2. Primer encuentro
Unas cuantas semanas le bastaron a Hermione para enterarse cómo se manejaba el mundo mágico, su historia, personajes relevantes y datos, muchos datos que le facilitarían su nueva vida. No era raro verla sumergida en sus voluminosos libros, dando vueltas a las páginas apenas consciente de lo que ocurría a su alrededor.
Cuando se despidió de sus padres fue afectiva, pero no al grado de llorar o arrepentirse por su decisión, se mostró firme y abordo el expreso rumbo a la que ella denominaba "su más grande aventura". Pero la inseguridad comenzó a invadirla al ver las caras de felicidad, los abrazos de emoción y reencuentros entre sus compañeros, ella no tenía a nadie con quien intercambiar una sonrisa o el cúmulo de conocimientos adquiridos.
Se acercó a un grupo de chicas que hablaban sobre "Corazón de Bruja", la más famosa revista sobre los magos y brujas más importantes y sus vidas privadas. Ella había leído sobre el tema, las millonarias demandas por las que había atravesado la revista por sus difamaciones y escandalosas fotografías.
-¿Ya se enteraron del romance del jugador Viktor Krum con la cantante rusa Irina Polkovak?- comentaba muy animada una chica morena.
-¡No!, júralo- exclamaban las atentas chicas.

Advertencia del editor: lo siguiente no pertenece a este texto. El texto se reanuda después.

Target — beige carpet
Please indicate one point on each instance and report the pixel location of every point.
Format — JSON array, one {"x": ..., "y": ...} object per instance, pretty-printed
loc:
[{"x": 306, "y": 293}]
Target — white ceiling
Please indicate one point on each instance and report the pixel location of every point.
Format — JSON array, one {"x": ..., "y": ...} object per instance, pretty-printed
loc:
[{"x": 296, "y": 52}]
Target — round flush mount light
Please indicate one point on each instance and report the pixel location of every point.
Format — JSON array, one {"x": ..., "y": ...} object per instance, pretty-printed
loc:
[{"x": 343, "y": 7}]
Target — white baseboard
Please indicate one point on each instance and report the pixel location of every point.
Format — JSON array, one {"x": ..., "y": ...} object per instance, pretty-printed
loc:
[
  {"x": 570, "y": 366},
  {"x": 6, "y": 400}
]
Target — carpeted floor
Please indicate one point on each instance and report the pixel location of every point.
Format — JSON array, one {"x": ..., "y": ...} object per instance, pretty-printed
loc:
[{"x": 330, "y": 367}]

-Si, pues aquí dice, según Rita Sketter…- interrumpió la lectura cuando Hermione intervino:
-Yo no le creería a esa mujer, se dice que es una chismosa de primera, que falsea sus declaraciones y que usa métodos poco periodísticos para obtener una exclusiva- sonrió de manera tímida.
-Pues no nos importa lo que tu pienses, tu, tu, como te llames.
-Me llamo Hermione Granger- respondió a pesar de la ofensa.
-¿Hermio…qué?, ¿Qué clase de nombre es ese?
-Uno muggle- dijo una voz masculina llena de desprecio. Cuando Hermione dio la vuelta hacia la voz, se topó con un niño rubio, inmaculado en su aspecto como en su ropa, altivo, orgulloso, y simplemente se quedo sin habla, escuchado como todos se reían de ella y como él la retaba con la mirada.
Los labios del chico se volvieron a abrir para escupir aún más insultos.
-No sé cómo es que le permiten la entrada a "ciertas" personas. Pero sin duda, mi padre que es parte del consejo tomará cartas en el asunto. Ni siquiera te hubieras molestado en subir al expreso, porque no tardaras mucho en querer regresar con tus asquerosos padres.
Las palabras le lastimaron como si la estuvieran abofeteando, lo único que pudo hacer fue alejarse de allí, sin que la vieran llorar, percibiendo las lejanas risas y gestos de desprecio. Desapareció tras una compuerta, refugiándose del rechazo que despertaba, entonces se encontró con dos alegres niños: Ron Weasley y alguien de quien había leído mucho: Harry Potter.